Entering 2026, the situation has not improved. In January this year, the company’s average sales price of market hogs was 12.57 yuan per kilogram, down 16.92% year over year; in February it fell further to 11.59 yuan per kilogram, with the year-on-year decline widening to 18.72%. According to calculations, Muyuan’s average breeding cost for January to February 2026 was about 12 yuan per kilogram, and operating losses appeared in February.

Chairman’s annual pay rises two years in a row, starkly at odds with performance

Against the pressure on earnings, changes in executive compensation have become the focus of public attention.

According to financial report data, the annual salary of Qin Yinglin, chairman and president of Muyuan, has increased for two consecutive years. In 2023 it was 2.35 million yuan; in 2024 it rose to 3.7219 million yuan, an increase of 58.38%. In 2025 it further increased to 4.1581 million yuan, up another 11.72% from the previous year.

It is understood that in 2024, the company’s net profit attributable to shareholders was 17.881 billion yuan, and in 2025 it fell to 15.487 billion yuan. With the company’s profit margins narrowing and losses widespread across the industry, the continued increase in core executives’ compensation has sparked discussion among investors.

Behind the continued price drop of hogs are the dual squeeze of pressure on the supply side and weakness on the demand side.

From the supply side, slow capacity de-stocking is the core reason. By the end of 2025, China’s number of sows kept for breeding (capable of producing piglets) was about 39.61 million head, still above the Ministry of Agriculture and Rural Affairs’ target of 39 million head for normal stock levels. At the same time, the big improvement in breeding efficiency has intensified supply pressure. The industry’s PSY (number of weaned piglets provided per sow per year) has risen from 16.1 in 2018 to 26.34 in 2026, meaning the same number of breeding sows can produce more market hogs.
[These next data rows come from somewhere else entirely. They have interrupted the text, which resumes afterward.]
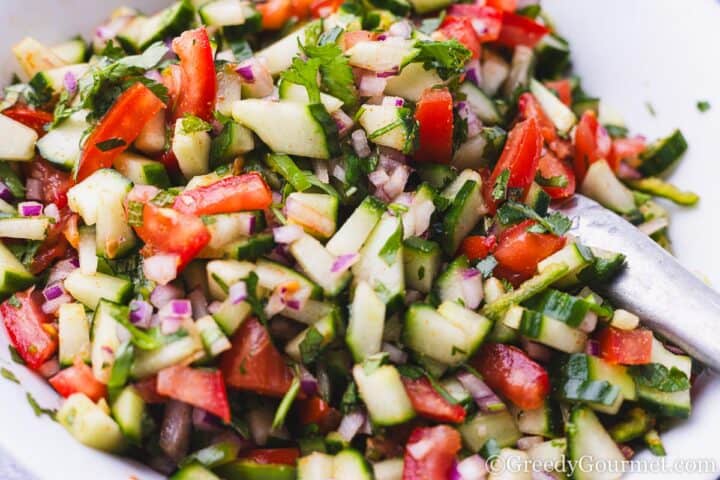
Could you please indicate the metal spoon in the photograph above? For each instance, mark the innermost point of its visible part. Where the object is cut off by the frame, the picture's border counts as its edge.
(653, 285)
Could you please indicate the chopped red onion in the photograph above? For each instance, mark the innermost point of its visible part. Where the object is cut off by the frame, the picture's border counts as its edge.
(161, 268)
(343, 263)
(33, 189)
(140, 313)
(30, 209)
(396, 355)
(162, 294)
(485, 398)
(237, 293)
(5, 193)
(287, 234)
(371, 85)
(351, 424)
(360, 144)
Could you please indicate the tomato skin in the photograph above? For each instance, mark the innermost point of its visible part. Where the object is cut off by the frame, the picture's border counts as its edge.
(550, 166)
(510, 372)
(438, 459)
(200, 388)
(434, 115)
(165, 230)
(460, 28)
(490, 18)
(124, 121)
(520, 155)
(231, 194)
(520, 30)
(253, 363)
(78, 378)
(428, 403)
(199, 83)
(563, 90)
(35, 119)
(274, 456)
(477, 247)
(24, 325)
(519, 251)
(626, 347)
(592, 143)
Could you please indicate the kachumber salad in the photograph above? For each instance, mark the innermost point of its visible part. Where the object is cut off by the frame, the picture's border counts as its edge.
(311, 239)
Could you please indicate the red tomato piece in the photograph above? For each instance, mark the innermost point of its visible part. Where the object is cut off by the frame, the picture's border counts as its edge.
(121, 124)
(198, 80)
(25, 323)
(505, 5)
(519, 251)
(35, 119)
(626, 347)
(430, 453)
(562, 88)
(477, 247)
(231, 194)
(428, 403)
(165, 230)
(592, 143)
(198, 387)
(273, 456)
(510, 372)
(520, 155)
(520, 30)
(253, 363)
(550, 166)
(78, 379)
(627, 149)
(435, 119)
(461, 29)
(486, 22)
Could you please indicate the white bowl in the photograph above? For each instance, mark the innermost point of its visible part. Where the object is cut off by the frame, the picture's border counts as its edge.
(629, 53)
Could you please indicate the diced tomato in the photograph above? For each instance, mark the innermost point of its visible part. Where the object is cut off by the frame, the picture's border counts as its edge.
(26, 325)
(549, 167)
(120, 126)
(485, 21)
(628, 149)
(198, 387)
(435, 119)
(505, 5)
(325, 8)
(519, 251)
(199, 83)
(349, 39)
(520, 155)
(562, 88)
(529, 107)
(165, 230)
(428, 403)
(78, 378)
(509, 371)
(461, 29)
(147, 389)
(273, 456)
(55, 182)
(430, 453)
(592, 143)
(253, 363)
(231, 194)
(521, 30)
(275, 13)
(477, 247)
(626, 347)
(35, 119)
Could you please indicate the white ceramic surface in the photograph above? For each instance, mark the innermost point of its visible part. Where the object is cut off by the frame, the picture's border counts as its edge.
(628, 52)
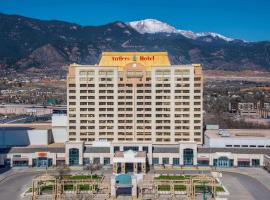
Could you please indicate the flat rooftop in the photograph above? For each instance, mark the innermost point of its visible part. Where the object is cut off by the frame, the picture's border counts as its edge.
(239, 133)
(32, 126)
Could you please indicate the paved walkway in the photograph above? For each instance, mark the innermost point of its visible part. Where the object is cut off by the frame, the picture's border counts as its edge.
(244, 187)
(257, 173)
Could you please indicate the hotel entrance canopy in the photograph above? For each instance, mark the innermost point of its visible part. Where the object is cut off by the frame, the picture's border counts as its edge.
(124, 159)
(129, 157)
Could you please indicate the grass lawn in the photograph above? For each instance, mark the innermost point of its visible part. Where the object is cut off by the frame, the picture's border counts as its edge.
(178, 177)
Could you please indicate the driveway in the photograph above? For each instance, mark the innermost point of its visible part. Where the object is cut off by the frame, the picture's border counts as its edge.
(244, 187)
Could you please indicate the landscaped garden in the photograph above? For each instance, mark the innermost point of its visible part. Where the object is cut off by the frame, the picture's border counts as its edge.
(178, 187)
(47, 186)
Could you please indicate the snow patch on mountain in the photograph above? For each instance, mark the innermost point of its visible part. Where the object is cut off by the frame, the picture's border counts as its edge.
(156, 26)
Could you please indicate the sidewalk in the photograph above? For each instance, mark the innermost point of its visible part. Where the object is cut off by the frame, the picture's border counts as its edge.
(256, 173)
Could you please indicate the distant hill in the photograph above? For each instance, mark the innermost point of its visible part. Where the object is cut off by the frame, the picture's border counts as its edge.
(39, 44)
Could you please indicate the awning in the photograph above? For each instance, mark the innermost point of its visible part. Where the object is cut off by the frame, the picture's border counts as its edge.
(243, 159)
(202, 159)
(60, 158)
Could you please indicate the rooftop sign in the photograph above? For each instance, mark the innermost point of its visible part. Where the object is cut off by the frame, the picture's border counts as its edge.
(121, 59)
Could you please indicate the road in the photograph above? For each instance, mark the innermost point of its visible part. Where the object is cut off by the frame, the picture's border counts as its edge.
(240, 186)
(244, 187)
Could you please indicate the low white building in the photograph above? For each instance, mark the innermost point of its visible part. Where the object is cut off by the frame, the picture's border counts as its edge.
(34, 133)
(244, 138)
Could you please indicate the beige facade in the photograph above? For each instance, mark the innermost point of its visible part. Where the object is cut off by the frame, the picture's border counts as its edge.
(135, 97)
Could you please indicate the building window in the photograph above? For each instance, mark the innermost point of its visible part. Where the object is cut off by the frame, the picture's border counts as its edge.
(73, 157)
(155, 161)
(175, 161)
(86, 161)
(96, 160)
(188, 156)
(126, 148)
(145, 149)
(106, 161)
(116, 148)
(255, 162)
(165, 161)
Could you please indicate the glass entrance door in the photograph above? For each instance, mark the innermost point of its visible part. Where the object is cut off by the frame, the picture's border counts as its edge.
(223, 162)
(73, 157)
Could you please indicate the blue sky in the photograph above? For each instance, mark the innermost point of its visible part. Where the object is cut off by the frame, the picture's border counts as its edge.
(244, 19)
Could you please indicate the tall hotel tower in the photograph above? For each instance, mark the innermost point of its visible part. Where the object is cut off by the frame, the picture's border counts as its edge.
(135, 97)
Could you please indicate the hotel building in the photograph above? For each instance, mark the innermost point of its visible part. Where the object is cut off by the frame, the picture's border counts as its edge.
(135, 97)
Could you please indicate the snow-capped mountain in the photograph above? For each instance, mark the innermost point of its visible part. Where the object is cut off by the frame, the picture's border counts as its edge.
(155, 26)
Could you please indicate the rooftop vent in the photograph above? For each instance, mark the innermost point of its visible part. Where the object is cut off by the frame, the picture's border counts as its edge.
(223, 133)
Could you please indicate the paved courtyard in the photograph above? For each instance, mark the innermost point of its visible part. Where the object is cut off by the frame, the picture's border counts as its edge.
(244, 187)
(14, 182)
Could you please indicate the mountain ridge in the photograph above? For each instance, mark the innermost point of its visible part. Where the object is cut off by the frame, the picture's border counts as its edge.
(49, 44)
(156, 26)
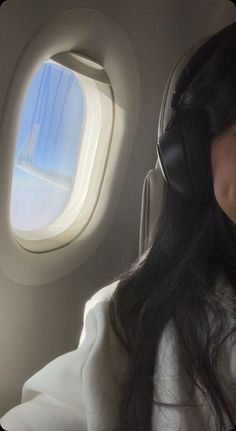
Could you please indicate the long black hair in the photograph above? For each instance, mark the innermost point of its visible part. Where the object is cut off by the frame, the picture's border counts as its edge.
(175, 280)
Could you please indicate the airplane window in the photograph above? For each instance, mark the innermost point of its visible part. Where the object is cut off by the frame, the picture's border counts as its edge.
(62, 146)
(47, 147)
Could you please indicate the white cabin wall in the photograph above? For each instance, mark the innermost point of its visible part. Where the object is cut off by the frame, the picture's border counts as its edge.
(39, 323)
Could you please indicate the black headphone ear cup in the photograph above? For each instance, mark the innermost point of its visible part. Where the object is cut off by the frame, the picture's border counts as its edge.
(184, 155)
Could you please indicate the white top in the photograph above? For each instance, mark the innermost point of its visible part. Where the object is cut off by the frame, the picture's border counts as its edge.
(80, 390)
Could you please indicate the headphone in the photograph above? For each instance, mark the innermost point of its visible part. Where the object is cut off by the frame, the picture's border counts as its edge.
(183, 135)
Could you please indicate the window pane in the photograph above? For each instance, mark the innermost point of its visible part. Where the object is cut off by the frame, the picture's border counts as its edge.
(47, 147)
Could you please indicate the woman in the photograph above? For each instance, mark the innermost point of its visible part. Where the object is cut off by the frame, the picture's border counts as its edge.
(155, 351)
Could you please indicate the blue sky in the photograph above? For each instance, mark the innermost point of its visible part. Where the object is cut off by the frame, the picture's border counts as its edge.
(54, 102)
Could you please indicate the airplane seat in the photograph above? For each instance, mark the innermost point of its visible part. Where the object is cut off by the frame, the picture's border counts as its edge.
(150, 207)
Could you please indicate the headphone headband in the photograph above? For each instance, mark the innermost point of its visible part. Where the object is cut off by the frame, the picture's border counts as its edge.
(183, 135)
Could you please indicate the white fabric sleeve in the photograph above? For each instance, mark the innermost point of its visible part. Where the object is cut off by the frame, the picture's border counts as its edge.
(77, 391)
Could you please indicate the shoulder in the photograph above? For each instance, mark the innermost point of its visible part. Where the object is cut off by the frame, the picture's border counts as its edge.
(103, 295)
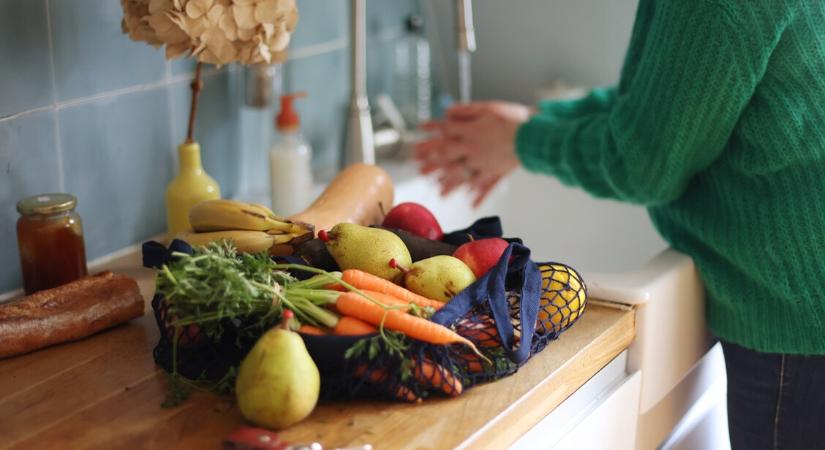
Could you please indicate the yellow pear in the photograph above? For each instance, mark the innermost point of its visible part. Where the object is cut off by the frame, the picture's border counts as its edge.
(278, 383)
(368, 249)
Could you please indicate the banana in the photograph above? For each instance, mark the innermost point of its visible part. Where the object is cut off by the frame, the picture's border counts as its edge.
(563, 297)
(244, 240)
(222, 215)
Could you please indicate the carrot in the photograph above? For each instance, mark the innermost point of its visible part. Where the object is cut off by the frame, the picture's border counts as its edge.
(355, 305)
(350, 326)
(366, 281)
(309, 329)
(387, 300)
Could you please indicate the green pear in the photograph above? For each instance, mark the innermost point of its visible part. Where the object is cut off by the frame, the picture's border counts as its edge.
(368, 249)
(439, 277)
(278, 382)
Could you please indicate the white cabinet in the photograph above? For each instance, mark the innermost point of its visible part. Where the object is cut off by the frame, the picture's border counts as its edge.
(601, 414)
(612, 424)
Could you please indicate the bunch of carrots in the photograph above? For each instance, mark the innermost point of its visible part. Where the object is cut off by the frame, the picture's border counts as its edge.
(362, 304)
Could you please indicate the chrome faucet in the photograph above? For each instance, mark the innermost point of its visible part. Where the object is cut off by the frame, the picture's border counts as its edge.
(360, 139)
(465, 44)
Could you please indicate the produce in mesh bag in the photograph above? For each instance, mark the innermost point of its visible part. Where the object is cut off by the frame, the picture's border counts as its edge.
(496, 324)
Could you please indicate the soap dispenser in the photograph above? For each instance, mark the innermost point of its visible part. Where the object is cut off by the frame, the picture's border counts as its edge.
(290, 162)
(191, 186)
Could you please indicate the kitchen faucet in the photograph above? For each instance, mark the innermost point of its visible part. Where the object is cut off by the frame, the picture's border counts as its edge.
(360, 139)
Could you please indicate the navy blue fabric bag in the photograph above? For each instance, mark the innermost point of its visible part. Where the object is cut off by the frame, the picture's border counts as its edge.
(509, 314)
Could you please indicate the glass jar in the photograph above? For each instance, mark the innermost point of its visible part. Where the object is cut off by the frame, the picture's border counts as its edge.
(50, 238)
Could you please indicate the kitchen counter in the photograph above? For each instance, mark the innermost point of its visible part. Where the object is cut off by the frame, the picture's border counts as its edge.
(105, 392)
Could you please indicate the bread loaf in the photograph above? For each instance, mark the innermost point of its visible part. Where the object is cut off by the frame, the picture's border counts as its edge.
(69, 312)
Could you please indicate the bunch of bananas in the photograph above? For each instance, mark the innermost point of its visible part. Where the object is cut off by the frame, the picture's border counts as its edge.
(563, 297)
(251, 227)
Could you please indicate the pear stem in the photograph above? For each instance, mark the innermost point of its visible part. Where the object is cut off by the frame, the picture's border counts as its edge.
(394, 264)
(286, 317)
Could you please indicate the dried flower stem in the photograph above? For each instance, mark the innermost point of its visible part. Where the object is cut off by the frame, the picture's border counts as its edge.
(196, 85)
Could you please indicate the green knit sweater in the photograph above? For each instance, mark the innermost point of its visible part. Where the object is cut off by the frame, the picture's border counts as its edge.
(717, 125)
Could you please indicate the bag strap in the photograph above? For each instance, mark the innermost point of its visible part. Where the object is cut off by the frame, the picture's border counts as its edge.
(514, 264)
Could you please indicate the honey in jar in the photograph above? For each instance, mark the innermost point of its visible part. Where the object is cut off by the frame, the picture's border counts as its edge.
(50, 238)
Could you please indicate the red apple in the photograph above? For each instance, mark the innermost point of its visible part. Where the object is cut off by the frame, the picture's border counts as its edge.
(415, 219)
(481, 255)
From the demand side, after the Spring Festival, pork consumption enters a traditional off-season, the restaurant industry’s recovery is limited, and end-market purchasing intentions are not strong. A deeper change is the adjustment of consumption structure—pork’s share of meat consumption has fallen from 62.1% in 2018 to 57.9% in 2025. With prices of substitutes such as beef and poultry also moving down, demand for pork is being diverted.

Policy support—when will the turning point come?

In the face of deep industry losses, the policy side has begun to release signals of support.

On March 4, the National Development and Reform Commission together with the Ministry of Finance launched the first round of central storage purchases of frozen pork in 2026, with a total volume of 10,000 tons. The Ministry of Agriculture and Rural Affairs has also recently clarified stricter capacity control targets: further lowering the target for the normal stock level of sows kept for breeding and implementing an “annual production filing system” for leading breeding companies.

Regarding the turning point in hog prices, multiple institutions have offered forecasts. A research report from Orient Securities said that the number of newly born piglets has been gradually declining since October 2025; based on a 6-month growth cycle, the hog price turning point is expected to appear in April to May 2026.

China Post Securities, meanwhile, analyzed that after May 2025, industry capacity began to de-stock, which means that supply in the second half of 2026 will decrease, and hog prices may enter a new upward cycle.

For breeding companies, whether they can preserve cash flow and control costs at the bottom of the cycle will determine who can last through this long “winter.”